Les dépanneurs-remorqueurs mobilisés pour leur survie
Mobilians et la FNA sonnent l'alarme à l'unisson. Le 21 mai, les professionnels du dépannage-remorquage-fourrière marcheront sur le Ministère de l'Économie et des Finances. Derrière cette mobilisation historique, face aux tarifs gelés depuis l'euro, des coûts qui s'envolent et un recrutement en crise, une question se pose : qui sécurisera les routes si ces entreprises disparaissent ?
Ils interviennent 24 heures sur 24, 7 jours sur 7, par tous les temps, souvent seuls sur le bas-côté d'une autoroute. Les quelque 6 000 entreprises de dépannage-remorquage-fourrière, dont une majorité de TPE et PME, assurent une mission que personne d'autre ne peut remplir : sécuriser les routes après un accident, évacuer les véhicules dangereux, accompagner les forces de l'ordre lors des saisies et des rodéos urbains.

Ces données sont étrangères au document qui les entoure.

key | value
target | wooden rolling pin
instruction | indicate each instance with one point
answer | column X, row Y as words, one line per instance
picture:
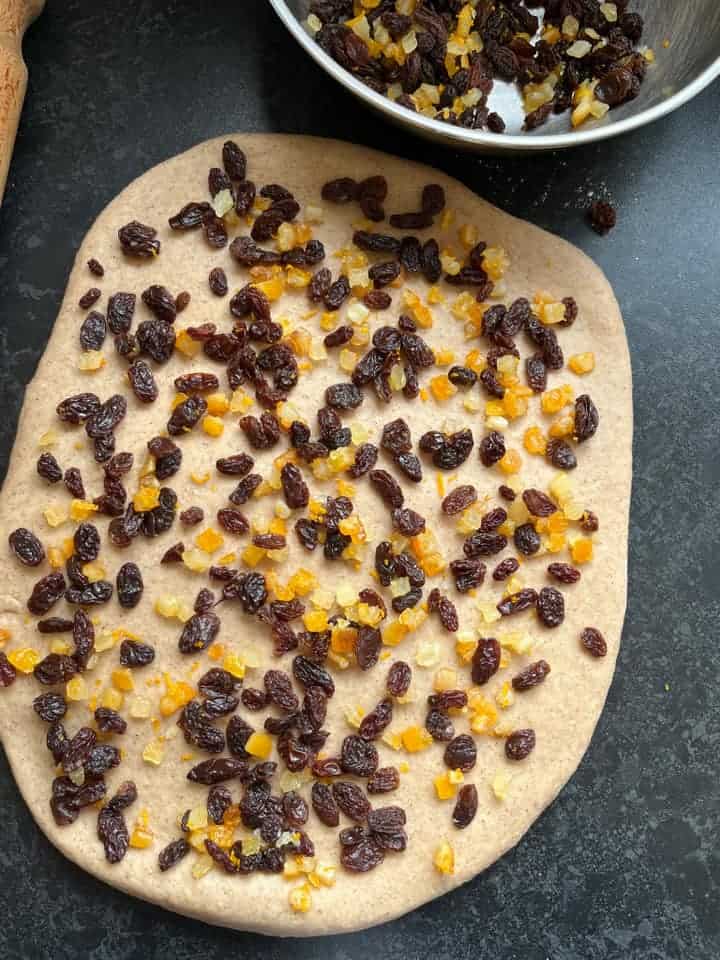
column 15, row 17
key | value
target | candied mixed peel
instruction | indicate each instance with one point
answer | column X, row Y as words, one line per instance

Cette réalité de terrain n'a pas changé. Ce qui a changé, c'est l'équation économique, devenue, selon les deux organisations professionnelles, totalement intenable.
Recrutement, électrification : deux crises qui s'additionnent
Les tarifs réglementés des prestations sur autoroutes et voies express, ainsi que ceux des mises en fourrière, n'ont pour certains quasiment pas bougé depuis le passage à l'euro, au début des années 2000. Dans le même temps, toutes les charges ont augmenté, du carburant aux assurances en passant par les matériels d'intervention, le foncier, la formation et bien évidemment les indispensables investissements liés à l'électrification du parc. Les professionnels sont donc confrontés à des interventions réalisées à perte, des impayés durables de la part de certaines administrations dans les procédures judiciaires, et des compagnies d'assurance qui se retirent de la couverture de leur activité, allant parfois jusqu'à refuser de régler des prestations effectuées pour leurs propres assurés.
La pression économique s'alimente d'une crise de recrutement profonde. Selon les données ANFA 2024, 60 % des recrutements dans le secteur sont qualifiés de « plutôt ou très difficiles », et 61 % des entreprises pointent des conditions d'emploi qui découragent les candidats : horaires décalés, astreintes, travail de nuit. Une réalité évidemment plus prégnante depuis la pandémie de Covid-19. L'inflation des charges et l'absence de revalorisation tarifaire continuent d'éroder l'attractivité du métier, un cercle vicieux que la profession peine à briser seule. À ce tableau s'ajoute la montée en puissance des véhicules électriques, dont la prise en charge impose des compétences et des équipements spécifiques (risques d'incendie, dangers électriques) que la certification B2XL obligatoire ne couvre pas entièrement. La profession réclame une clarification juridique des responsabilités en cas d'incident sur véhicule électrique, sans quoi les dépanneurs se retrouvent exposés à des risques pour lesquels ils ne disposent ni du cadre ni des moyens adaptés.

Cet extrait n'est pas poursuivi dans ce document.